A ce plan, le collectif "Pou Lagwiyann Dékolé" et les élus de Guyane avaient demandé au gouvernement, au printemps dernier, d'ajouter des mesures "très urgentes" chiffrées à 2,1 milliards d'euros. Lors de sa visite, Emmanuel Macron a répondu à ce sujet qu'il n'était "pas le Père Noël". "L'Etat a fait trop de promesses qui n'ont pas été tenues. Donc je suis là pour dire les choses en vérité."
Recentralisation du RSA : ailleurs en Outre-Mer ?
La reprise en mains par l'Etat de la gestion du RSA en Guyane telle qu'annoncée par Emmanuel Macron a donné lieu à un satisfecit… en Guadeloupe, où la présidente du conseil départemental, Josette Borel-Lincertin, espère que cette décision "ouvrira la voie à une approche similaire dans les autres départements d'Outre-Mer et, singulièrement, en Guadeloupe".
L'élue rappelle dans un communiqué que lors du dernier congrès de l'Assemblée des départements de France (ADF), les départements et collectivités d'outre-mer ont adopté une motion commune dans laquelle leurs exécutifs demandent - contrairement désormais aux départements métropolitains - une recentralisation du RSA "au regard de la croissance exponentielle et hors de contrôle du nombre de bénéficiaires, et au regard de l'insuffisante compensation de ces dépenses par l'Etat". Josette Borel-Lincertin compte d'ailleurs demander audience au Premier ministre, Edouard Philippe, qui doit effectuer ce vendredi 3 novembre une visite de trois jours dans les Antilles françaises, avec arrivée dimanche en Guadeloupe, "afin d'avoir un premier échange concret sur le cadre et les conditions dans lesquels pourrait intervenir, dès 2019, une recentralisation du RSA qui doit redevenir pleinement une prestation de solidarité nationale."

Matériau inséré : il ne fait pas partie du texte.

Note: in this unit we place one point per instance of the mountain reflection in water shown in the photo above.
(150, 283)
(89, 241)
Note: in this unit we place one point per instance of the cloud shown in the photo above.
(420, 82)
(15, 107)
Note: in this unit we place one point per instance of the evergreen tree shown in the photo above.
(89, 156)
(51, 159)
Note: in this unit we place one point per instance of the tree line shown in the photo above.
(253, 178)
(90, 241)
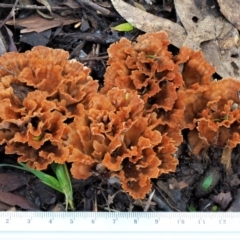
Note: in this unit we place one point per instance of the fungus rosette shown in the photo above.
(114, 133)
(218, 122)
(146, 66)
(39, 91)
(197, 74)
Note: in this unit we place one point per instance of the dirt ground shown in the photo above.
(84, 28)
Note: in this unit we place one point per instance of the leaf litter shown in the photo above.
(197, 24)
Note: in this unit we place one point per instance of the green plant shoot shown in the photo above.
(207, 182)
(61, 184)
(63, 177)
(124, 27)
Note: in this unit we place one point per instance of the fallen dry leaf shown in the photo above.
(38, 24)
(204, 29)
(182, 184)
(213, 34)
(150, 23)
(12, 181)
(230, 12)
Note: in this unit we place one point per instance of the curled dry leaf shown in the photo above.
(228, 9)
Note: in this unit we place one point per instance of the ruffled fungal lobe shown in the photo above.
(114, 133)
(40, 90)
(218, 122)
(145, 66)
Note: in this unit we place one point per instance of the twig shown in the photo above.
(23, 6)
(98, 8)
(11, 14)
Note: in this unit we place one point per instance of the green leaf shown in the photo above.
(63, 177)
(124, 27)
(214, 208)
(38, 138)
(45, 178)
(191, 208)
(207, 182)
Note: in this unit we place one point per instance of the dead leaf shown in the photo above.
(15, 200)
(203, 22)
(38, 24)
(35, 39)
(204, 29)
(46, 4)
(71, 3)
(12, 181)
(150, 23)
(230, 12)
(44, 15)
(223, 199)
(182, 185)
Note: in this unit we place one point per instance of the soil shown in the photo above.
(183, 190)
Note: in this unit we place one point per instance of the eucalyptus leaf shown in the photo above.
(63, 177)
(45, 178)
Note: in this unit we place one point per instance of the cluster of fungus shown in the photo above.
(51, 110)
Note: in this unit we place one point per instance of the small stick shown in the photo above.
(96, 7)
(23, 6)
(11, 14)
(226, 158)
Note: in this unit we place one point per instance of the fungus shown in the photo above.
(219, 116)
(39, 93)
(115, 133)
(147, 67)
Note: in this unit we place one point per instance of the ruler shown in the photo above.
(119, 225)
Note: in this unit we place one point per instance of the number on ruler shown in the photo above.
(201, 221)
(181, 221)
(222, 221)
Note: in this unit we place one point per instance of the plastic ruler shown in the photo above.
(119, 225)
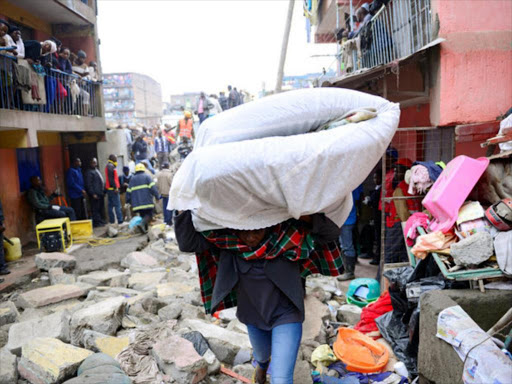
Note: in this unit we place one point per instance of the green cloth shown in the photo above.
(37, 199)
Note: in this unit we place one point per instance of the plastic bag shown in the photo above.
(263, 163)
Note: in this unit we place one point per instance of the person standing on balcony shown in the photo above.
(95, 187)
(162, 149)
(16, 37)
(3, 264)
(76, 188)
(113, 186)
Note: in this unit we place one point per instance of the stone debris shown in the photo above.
(177, 358)
(8, 313)
(473, 250)
(101, 277)
(109, 345)
(53, 294)
(145, 280)
(52, 326)
(48, 361)
(46, 261)
(104, 317)
(57, 276)
(139, 261)
(8, 367)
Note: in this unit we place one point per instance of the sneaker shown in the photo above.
(346, 276)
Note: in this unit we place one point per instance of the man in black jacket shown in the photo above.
(3, 265)
(95, 187)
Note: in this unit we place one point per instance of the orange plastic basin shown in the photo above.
(359, 352)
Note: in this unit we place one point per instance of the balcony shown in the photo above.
(47, 99)
(396, 31)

Démonétisation : un précédent de rejet par le Conseil d'Etat
Concernant l'intention du président de la République de démonétiser le versement du RSA, c'est cette fois vers l'île de Saint-Martin que l'on pourra se tourner… En 2016 en effet, la collectivité de Saint-Martin avait adopté une délibération prévoyant que le versement du RSA "s'effectue pour partie sous une forme démonétisée", faisant valoir qu'une "proportion importante des sommes octroyées à ce titre sont dépensées en dehors du territoire de la collectivité". Or le préfet de Saint-Martin avait saisi le Conseil d'Etat… lequel, par une
décision de février 2017, annulait la délibération du conseil territorial, jugeant qu'une "telle circonstance ne constitue pas une caractéristique particulière justifiant, au regard de l'objet des dispositions instituant le revenu de solidarité active, de priver les bénéficiaires de la libre disposition de la ressource qui leur est ainsi allouée."